Lecture 12

Improving Optimization

Today’s Topics:

[1. Midterm]

[2. Learning Rate Decay:]

[3. Learning Rate Schedulers in PyTorch:]

[4. Training with “Momentum”:]

[5. ADAM: Adaptive Learning Rates]

[6. Optimization Algorithms in PyTorch]

1. Midterm

In-class on Wednesday, 10/22
Open-note, no electronics/AI
Review Session on 10/20; study guide released 10/13
Types of Questions:
- True/False
- Multiple Choice
- Derivation
- Matching algorithms to property
- Interpreting Python code blocks

Content:

Lecture materials
Readings are designed to support learning, but will not be tested directly on midterm

2. Learning Rate Decay:

Minibatch Training Recap:
- Minibatch learning is a form of stochastic gradient descent
- Each minibatch is a sample drawn from the training set and the training set is in turn a sample drawn from the population.
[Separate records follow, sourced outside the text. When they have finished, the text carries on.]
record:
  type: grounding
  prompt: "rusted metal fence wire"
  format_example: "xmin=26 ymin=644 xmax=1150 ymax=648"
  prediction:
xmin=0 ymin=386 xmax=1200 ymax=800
Model output, loss, and gradient is calculated for each minibatch.
- Minibatch helps minimize computational cost with fullbatch gradient descent, but creates a noiser gradient due to increased oscillation.
  - Smaller batches creates noisier gradient.
- Noiser gradients are helpful in non-convex landscapes to escape local minima
Minibatch Training: Practical Tip
- Typical minibatch sizes: 32, 64, 128, 256, 512, 1024 to correspond with memory bytes
  - Pick the largest minibatch that is allowed by GPU memory
- Nice to match the batch size to the number of class sizes in the dataset because want to have the minibatches perserve the distribution of labels from the population in the minibatch sample.
- In Figure 1 below, more loss oscillation with the smaller batches sizes, but the accuracy is similar.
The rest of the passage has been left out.